The Perfect (Healthcare Attendee) Storm

Is your U.S.–based meeting for healthcare professionals shrinking? You're not alone.

A tempest of international codes and laws, U.S. regulations, political maneuvering, and company restrictions is making it harder for HCPs to attend life sciences meetings, said Thomas Sullivan, CEO of continuing medical education provider Rockpointe and editor of the Policy and Medicine blog, during a session on MedTech Europe at the Pharma Forum, co-organized by MeetingsNet and CBI and held in Philadelphia in March. 

He first walked the audience through the main tenets of the new code, which is the European medical device community’s attempt to self-regulate interactions with healthcare providers “before someone creates more laws and jams them down our throats.” The code, which went into effect in January, is designed to phase out medical device company direct sponsorship of HCPs at meetings. “A lot of U.S. associations weren’t quite prepared for this,” he added, predicting that the change in sponsorship will result in a decrease in European attendance in device and imaging meetings.

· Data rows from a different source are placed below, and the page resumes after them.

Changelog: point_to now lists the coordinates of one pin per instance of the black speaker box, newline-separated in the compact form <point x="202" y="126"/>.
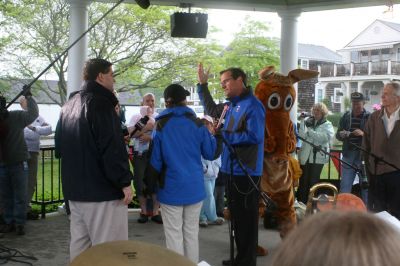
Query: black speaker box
<point x="189" y="25"/>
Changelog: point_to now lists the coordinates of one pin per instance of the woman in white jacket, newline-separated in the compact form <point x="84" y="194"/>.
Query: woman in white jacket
<point x="319" y="131"/>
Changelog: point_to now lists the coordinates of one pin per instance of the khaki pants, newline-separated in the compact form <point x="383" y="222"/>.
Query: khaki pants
<point x="181" y="227"/>
<point x="93" y="223"/>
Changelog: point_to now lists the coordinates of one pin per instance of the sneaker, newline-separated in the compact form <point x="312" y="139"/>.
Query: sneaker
<point x="7" y="228"/>
<point x="218" y="221"/>
<point x="32" y="215"/>
<point x="203" y="223"/>
<point x="20" y="229"/>
<point x="157" y="219"/>
<point x="143" y="219"/>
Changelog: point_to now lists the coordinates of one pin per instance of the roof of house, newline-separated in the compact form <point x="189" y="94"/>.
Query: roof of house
<point x="379" y="34"/>
<point x="395" y="26"/>
<point x="318" y="53"/>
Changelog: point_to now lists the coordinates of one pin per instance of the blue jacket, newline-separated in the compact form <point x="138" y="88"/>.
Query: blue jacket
<point x="243" y="129"/>
<point x="179" y="143"/>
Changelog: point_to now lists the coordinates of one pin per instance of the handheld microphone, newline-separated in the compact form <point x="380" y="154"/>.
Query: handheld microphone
<point x="364" y="178"/>
<point x="140" y="125"/>
<point x="222" y="117"/>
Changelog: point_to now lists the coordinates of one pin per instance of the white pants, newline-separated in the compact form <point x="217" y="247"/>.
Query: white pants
<point x="181" y="227"/>
<point x="93" y="223"/>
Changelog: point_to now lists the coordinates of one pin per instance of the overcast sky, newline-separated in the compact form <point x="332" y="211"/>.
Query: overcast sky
<point x="333" y="29"/>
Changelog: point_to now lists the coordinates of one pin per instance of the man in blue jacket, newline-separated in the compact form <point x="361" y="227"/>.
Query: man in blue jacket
<point x="244" y="130"/>
<point x="180" y="140"/>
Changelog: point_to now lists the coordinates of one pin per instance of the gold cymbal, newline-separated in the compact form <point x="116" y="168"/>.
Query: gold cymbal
<point x="121" y="253"/>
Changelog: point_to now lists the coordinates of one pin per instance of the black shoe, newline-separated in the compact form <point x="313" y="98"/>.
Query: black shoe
<point x="32" y="215"/>
<point x="157" y="219"/>
<point x="20" y="229"/>
<point x="7" y="228"/>
<point x="143" y="219"/>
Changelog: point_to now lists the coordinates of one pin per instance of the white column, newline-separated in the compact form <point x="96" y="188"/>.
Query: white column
<point x="289" y="48"/>
<point x="77" y="55"/>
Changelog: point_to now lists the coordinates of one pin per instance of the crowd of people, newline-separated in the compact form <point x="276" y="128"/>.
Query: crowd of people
<point x="182" y="165"/>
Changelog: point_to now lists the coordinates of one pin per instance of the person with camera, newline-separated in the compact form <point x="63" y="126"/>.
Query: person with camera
<point x="96" y="177"/>
<point x="180" y="141"/>
<point x="32" y="135"/>
<point x="318" y="130"/>
<point x="141" y="127"/>
<point x="382" y="139"/>
<point x="351" y="131"/>
<point x="14" y="166"/>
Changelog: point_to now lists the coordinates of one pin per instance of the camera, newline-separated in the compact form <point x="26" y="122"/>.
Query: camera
<point x="140" y="124"/>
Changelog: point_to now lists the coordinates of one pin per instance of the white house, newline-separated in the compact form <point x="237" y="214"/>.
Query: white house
<point x="370" y="60"/>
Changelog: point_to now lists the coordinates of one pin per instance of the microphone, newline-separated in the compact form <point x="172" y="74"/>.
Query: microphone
<point x="140" y="125"/>
<point x="364" y="178"/>
<point x="222" y="117"/>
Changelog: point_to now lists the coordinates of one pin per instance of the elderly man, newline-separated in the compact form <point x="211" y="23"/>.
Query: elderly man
<point x="96" y="177"/>
<point x="351" y="131"/>
<point x="382" y="139"/>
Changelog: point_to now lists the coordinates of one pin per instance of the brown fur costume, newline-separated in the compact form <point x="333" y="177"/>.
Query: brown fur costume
<point x="277" y="94"/>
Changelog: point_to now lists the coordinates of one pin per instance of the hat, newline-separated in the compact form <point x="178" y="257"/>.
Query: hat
<point x="207" y="118"/>
<point x="357" y="96"/>
<point x="176" y="93"/>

But it’s not just the European medical device community, said Sullivan. Now there also are codes being instituted by AdvaMed China; the Asia Pacific Medical Technology Association; MECOMED, which serves the Middle East and North Africa; and the Asociación Ecuatoriana De Distribuidores E Importadores De Productos Médicos. He added that Latin America also likely will have its own code regulating interactions between HCPs and medical device companies within the next year or two.

“It’s a meeting attendee perfect storm,” he said. In addition to these ethical codes, storm clouds are also forming around the DHHS D6-160 nonimmigrant visa application process for congresses, U.S. President Trump’s repeated efforts to block travel to the U.S. from certain countries, and the General Data Protection Regulation, which was developed to protect the data privacy of European citizens and residents and has caught many U.S. congress organizers off guard.

Sullivan said he has been hearing from a number of organizations that their international attendance already is taking a hit—one reported already seeing an international attendance dropoff of 25 percent.